Inside the Name Re: “Dazzled by Design,” by John P. Klingman. June 2007 issue. Thank you as usual for John Klingman’s characteristically wonderful article outlining the best of this year’s architecture.
Having grown up with David Dillon’s weekly Dallas Morning News architectural review (a city never lacking for new architecture from exciting to excruciating), it’s satisfying to be reminded that New Orleans gets its share of innovation, made all the more complex by the fact that given the context here the stakes are, I dare say, a bit higher. Mr. Klingman’s insights have been appreciated by this reader for the last decade, and well beyond.
One small point regarding the Lakeside Camera Photoworks project: “Zandenewman Design” is actually “Zande+Newman Design, named for its two principals, Michelle Zande and myself.
Environmental Graphic Design is a somewhat emerging field embracing a number of design disciplines including graphic, architectural, interior, landscape, and industrial design, all concerned with the visual aspects of wayfinding, communicating identity and information and shaping the idea of place. As New Orleans’ leading practitioner in this field, Zande+Newman is not only very excited about having been involved in this collaboration with Lakeside’s eminent architect Errol Barron and gracious owner David Guidry, but is grateful to have been associated with Mr. Klingman’s picks for the year.
Adam Newman New Orleans
Ed. Reply: Thank you. Your comments certainly add a + to the discussion.
Missed Business Imagine our astonishment when we read your article (Re: Business in Their Blood,” Meyer the Hatter profile, by Sarah Ravits. June 2007 issue).
The history of Meyer the Hatter was incorrectly reported in this article. Andrew P. Meyer had two sons, Samuel H. Meyer II (mentioned in your article) and William A. Meyer, Sr. who was apparently omitted from your article. Both Sam and William are co-owners of Meyer the Hatter.
William, known to many in the community as “Bill” worked in his father’s hat store for over 60 years before deciding to retire from the day to day operations after Hurricane Katrina. However, Bill is still very much a part of the Meyer the Hatter business since he is a 50 percent owner.

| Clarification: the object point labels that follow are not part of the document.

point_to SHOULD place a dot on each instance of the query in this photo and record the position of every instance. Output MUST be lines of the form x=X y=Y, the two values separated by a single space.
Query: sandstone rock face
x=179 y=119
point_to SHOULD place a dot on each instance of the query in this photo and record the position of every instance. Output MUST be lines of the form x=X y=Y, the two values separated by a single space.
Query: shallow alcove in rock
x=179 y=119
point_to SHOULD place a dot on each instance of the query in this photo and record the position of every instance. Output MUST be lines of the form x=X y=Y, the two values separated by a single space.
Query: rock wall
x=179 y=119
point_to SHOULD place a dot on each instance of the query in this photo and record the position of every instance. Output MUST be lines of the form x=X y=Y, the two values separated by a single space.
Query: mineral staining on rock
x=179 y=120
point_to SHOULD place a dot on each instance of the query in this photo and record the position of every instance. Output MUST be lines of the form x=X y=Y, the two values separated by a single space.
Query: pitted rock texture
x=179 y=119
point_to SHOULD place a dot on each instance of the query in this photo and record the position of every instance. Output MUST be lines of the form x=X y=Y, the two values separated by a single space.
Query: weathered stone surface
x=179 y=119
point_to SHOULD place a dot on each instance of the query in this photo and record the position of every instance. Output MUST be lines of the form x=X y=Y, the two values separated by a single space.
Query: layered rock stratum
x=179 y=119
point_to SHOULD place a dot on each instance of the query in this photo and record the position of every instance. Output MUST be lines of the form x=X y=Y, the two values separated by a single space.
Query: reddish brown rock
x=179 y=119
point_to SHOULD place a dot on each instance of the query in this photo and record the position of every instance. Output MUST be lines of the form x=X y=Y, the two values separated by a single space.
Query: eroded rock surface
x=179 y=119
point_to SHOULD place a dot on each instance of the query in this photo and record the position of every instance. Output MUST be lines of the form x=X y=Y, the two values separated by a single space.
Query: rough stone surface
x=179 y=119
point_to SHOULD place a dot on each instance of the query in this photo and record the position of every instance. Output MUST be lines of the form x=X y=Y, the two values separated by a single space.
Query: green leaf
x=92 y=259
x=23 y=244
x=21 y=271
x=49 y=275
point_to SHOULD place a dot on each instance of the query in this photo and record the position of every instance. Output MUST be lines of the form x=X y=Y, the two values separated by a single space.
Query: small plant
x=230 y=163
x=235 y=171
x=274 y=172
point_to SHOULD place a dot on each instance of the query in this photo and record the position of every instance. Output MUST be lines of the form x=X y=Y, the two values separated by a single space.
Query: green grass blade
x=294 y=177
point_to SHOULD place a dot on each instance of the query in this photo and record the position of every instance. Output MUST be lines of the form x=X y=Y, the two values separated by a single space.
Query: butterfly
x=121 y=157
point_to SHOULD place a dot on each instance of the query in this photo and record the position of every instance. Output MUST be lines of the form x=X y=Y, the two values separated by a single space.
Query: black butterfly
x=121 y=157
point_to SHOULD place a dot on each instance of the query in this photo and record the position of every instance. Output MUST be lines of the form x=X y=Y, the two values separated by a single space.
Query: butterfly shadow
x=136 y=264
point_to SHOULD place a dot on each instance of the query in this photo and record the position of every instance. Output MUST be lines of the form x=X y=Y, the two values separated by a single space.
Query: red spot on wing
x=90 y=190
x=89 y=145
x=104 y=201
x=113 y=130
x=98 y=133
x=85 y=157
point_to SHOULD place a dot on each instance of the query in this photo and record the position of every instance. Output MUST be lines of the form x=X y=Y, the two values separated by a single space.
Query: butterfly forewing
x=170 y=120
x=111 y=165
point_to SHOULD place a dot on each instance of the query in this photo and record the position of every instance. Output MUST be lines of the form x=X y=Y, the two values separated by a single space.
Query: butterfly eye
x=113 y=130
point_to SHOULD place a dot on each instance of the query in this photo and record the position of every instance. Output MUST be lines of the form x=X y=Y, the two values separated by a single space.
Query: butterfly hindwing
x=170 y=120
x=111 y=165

We feel this is an injustice to your magazine’s readers and subscribers, since many of them grew up in the New Orleans community traditionally purchasing their hats from our father, Bill.
We do not blame your magazine for this error for you only report the information you are given. However, your readers need to know the facts. To the loyal customers my father has served over the years, he is doing well and continues to live in the great city of New Orleans.
Nancy Meyer Hardenstein William A. Meyer, Jr. Robert M. Meyer
Ed. Note: There was no intention to slight William Meyer. The purpose of the feature was to show various combinations of fathers and sons who are presently in the the same business as is true of Sam Meyer and his sons. William Meyer should have been mentioned within the context of the article. We regret the oversight.